At the same time, as director of central intelligence, Mr. Tenet, who has been in his post since he was appointed by President Clinton in 1997, is widely seen as having the responsibility to prevent intelligence from being distorted for political purposes, and he seemed intent on defending himself and his agencies in that regard.

Still, he walked a careful line in his answers, and nothing in his comments seemed to suggest that he was walking away from the administration. He has promised President Bush that he will serve at least through this year.

Among the senators who pressed him hardest were two Democrats, Carl Levin of Michigan and Edward M. Kennedy of Massachusetts, who has been an early and active ally of Senator John Kerry, the front-runner for the Democratic presidential nomination.

Mr. Kennedy asked Mr. Tenet if he believed the administration had misrepresented information about Iraq to justify war, to which Mr. Tenet responded, "No, sir, I don't."

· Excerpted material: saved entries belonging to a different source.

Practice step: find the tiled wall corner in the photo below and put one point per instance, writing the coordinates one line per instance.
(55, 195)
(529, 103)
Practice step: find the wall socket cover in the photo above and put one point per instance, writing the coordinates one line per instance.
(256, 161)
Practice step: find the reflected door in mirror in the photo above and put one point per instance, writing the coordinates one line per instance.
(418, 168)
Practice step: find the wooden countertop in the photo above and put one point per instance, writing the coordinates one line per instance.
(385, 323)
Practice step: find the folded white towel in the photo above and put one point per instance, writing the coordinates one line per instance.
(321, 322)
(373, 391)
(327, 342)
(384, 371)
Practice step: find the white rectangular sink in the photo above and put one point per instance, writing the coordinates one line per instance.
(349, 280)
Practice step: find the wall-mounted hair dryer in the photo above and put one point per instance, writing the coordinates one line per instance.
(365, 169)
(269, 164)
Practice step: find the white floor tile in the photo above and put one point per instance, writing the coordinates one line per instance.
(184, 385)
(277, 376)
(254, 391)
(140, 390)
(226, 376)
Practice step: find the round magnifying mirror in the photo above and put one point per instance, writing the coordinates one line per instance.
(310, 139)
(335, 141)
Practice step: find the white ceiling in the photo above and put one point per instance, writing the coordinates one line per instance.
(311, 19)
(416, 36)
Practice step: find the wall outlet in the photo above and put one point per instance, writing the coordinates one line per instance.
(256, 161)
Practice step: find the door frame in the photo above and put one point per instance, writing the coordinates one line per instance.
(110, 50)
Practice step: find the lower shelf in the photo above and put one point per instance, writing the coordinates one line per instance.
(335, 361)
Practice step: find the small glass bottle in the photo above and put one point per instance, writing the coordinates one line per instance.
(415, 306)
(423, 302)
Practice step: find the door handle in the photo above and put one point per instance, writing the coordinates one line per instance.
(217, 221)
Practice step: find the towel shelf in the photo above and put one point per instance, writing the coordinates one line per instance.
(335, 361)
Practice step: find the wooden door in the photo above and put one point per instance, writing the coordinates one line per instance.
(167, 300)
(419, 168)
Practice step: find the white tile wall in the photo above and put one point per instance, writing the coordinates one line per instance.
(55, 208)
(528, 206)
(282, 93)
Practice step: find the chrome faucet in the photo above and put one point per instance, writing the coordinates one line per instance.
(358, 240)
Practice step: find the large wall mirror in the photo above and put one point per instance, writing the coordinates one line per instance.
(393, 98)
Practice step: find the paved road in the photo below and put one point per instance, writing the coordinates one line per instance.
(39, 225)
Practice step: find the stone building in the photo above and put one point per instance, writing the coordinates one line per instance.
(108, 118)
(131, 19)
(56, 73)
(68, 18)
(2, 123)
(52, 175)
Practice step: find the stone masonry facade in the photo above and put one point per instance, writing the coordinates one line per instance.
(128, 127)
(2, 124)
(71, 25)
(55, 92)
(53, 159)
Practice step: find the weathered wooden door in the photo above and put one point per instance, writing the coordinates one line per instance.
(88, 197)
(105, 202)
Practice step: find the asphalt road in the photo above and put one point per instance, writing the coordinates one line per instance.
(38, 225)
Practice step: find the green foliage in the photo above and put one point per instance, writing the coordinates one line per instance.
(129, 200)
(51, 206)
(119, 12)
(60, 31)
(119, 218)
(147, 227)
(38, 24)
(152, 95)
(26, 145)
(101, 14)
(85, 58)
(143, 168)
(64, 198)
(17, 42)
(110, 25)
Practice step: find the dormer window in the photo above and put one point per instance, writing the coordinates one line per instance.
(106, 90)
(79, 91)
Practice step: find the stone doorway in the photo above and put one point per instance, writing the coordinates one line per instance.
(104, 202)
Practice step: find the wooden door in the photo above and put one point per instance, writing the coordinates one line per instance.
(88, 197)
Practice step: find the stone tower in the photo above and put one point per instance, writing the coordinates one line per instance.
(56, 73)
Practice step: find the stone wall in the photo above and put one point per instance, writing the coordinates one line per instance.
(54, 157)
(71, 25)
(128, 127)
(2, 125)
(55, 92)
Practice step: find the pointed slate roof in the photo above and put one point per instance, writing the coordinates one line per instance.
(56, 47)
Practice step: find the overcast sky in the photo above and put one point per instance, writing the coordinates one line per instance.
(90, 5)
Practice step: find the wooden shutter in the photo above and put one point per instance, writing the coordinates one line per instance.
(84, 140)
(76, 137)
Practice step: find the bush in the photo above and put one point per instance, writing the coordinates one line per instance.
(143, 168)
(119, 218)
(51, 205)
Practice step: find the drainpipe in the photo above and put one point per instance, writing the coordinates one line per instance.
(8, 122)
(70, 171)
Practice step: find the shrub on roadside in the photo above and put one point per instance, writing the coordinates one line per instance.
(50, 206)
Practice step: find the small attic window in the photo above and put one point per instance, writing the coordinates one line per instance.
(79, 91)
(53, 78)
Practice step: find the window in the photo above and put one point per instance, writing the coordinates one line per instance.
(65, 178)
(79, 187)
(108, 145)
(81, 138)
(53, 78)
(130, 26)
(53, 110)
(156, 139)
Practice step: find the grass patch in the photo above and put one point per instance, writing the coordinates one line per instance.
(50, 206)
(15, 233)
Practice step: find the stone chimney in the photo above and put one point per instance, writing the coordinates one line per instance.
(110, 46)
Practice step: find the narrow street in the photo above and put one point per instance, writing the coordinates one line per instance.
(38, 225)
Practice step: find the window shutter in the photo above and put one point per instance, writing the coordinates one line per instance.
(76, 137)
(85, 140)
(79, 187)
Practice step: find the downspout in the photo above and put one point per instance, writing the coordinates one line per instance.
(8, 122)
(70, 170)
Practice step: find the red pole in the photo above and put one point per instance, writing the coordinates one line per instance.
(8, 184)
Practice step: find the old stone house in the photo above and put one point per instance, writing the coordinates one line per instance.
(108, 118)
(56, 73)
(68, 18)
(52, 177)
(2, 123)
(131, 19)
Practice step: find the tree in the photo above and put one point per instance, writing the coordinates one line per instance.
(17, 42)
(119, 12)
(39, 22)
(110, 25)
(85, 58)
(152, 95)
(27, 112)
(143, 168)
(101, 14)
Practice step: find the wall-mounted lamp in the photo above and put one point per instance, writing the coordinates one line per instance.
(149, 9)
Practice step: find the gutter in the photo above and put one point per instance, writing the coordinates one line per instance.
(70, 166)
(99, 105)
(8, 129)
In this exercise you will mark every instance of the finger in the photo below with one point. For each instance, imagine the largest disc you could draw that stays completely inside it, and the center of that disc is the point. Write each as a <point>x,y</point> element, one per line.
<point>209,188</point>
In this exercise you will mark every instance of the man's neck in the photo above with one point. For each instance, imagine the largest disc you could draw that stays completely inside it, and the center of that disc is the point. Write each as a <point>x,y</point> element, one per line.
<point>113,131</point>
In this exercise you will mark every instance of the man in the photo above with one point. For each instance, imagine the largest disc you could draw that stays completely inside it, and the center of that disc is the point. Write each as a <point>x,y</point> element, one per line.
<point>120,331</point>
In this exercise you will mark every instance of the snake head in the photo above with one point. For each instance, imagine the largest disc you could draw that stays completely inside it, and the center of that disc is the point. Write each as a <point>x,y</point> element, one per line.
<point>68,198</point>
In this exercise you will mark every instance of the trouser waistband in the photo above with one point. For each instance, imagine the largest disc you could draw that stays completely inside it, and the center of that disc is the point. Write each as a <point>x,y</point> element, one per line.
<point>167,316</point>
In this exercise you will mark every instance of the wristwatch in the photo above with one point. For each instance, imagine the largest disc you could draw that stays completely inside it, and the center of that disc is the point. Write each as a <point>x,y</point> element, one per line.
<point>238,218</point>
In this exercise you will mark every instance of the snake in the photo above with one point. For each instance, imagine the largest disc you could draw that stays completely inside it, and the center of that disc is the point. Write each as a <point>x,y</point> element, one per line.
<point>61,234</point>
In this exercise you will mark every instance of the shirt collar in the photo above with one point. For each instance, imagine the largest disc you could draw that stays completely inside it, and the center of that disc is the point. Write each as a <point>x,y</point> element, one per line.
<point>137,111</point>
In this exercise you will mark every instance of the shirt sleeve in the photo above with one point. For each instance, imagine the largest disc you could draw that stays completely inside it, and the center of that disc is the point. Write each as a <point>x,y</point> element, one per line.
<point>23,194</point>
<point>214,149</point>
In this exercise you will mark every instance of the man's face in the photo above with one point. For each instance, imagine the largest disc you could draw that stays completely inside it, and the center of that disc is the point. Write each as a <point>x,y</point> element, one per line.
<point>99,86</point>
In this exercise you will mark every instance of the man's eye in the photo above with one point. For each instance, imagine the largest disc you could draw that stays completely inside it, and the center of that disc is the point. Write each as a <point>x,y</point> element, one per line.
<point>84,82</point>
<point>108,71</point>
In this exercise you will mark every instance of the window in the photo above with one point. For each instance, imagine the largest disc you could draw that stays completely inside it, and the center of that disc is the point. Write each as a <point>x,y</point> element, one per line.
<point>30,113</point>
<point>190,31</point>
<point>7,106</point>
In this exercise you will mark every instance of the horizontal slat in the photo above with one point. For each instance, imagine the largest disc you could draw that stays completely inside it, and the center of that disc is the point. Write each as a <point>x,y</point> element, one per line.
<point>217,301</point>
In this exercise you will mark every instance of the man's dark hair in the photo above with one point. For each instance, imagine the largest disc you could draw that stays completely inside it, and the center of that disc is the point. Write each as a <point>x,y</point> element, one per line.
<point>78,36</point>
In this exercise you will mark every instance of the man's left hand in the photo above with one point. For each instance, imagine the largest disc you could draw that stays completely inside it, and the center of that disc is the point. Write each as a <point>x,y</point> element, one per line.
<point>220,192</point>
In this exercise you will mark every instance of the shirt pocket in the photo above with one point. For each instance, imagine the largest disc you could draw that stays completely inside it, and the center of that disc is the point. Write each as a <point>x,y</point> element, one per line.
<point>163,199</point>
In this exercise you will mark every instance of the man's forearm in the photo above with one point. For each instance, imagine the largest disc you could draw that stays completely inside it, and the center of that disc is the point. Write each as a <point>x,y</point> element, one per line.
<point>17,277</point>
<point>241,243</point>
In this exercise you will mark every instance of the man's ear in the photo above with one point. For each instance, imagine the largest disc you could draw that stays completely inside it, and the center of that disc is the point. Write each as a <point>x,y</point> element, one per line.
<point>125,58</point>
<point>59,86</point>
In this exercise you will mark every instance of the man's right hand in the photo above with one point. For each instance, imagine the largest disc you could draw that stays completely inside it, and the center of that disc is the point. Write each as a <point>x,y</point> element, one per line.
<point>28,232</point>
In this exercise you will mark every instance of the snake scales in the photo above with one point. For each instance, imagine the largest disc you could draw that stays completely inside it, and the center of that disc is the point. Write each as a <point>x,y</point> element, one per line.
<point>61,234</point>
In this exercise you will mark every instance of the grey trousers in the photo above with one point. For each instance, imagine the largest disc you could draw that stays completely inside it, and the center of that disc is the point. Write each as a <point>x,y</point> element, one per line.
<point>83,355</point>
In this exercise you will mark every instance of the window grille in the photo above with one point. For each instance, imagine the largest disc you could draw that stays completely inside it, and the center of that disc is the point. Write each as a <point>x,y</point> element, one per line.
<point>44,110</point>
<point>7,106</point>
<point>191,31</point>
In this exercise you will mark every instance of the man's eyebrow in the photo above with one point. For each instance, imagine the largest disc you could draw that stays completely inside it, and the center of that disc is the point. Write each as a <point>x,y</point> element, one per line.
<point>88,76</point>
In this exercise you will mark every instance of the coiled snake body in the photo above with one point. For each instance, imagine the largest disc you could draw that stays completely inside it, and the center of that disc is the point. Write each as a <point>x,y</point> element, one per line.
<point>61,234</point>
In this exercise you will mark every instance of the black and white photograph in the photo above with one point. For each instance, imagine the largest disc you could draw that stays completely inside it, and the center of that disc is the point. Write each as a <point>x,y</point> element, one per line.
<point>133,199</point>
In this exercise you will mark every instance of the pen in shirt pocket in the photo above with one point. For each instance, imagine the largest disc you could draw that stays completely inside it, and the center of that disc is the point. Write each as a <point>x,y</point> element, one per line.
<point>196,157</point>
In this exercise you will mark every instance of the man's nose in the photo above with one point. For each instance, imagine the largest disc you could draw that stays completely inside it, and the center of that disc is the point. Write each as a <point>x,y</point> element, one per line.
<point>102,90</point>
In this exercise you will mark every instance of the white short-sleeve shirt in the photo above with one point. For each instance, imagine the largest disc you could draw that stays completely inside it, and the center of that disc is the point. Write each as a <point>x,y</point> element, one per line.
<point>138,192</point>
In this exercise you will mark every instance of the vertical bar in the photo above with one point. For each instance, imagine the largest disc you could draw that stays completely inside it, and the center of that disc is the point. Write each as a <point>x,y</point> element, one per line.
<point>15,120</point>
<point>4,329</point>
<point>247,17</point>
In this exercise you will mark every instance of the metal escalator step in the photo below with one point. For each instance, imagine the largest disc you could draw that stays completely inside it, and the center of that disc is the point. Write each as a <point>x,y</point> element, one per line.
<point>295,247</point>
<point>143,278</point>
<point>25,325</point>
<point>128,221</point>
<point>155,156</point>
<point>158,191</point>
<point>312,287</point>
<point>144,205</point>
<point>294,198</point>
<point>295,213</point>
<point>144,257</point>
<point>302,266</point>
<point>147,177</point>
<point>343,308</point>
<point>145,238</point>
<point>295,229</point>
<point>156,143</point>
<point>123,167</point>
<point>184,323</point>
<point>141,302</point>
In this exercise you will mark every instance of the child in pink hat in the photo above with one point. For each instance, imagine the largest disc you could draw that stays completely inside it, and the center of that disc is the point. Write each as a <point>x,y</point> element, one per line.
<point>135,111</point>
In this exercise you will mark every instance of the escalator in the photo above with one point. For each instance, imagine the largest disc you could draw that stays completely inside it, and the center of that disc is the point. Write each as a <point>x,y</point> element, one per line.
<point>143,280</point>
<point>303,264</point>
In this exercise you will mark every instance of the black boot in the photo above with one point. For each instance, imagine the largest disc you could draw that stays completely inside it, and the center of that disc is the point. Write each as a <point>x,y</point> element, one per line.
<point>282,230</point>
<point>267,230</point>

When asked whether he had sought to correct certain administration statements, including some that portrayed Iraq's arsenal as carrying the danger of a "mushroom cloud," he said, "I'm not going to sit here today and tell you what my interaction was and what I did or what I didn't do." But he added: "You have the confidence to know that when I believed that somebody was misconstruing intelligence, I said something about it. I don't stand up in public and do it. I do my job the way I did it in two administrations.

"And policy makers — you know, this is a tough road. Policy makers take data. They interpret threat. They assess risk. They put urgency behind it, and sometimes it doesn't uniquely comport with every word of an intelligence estimate."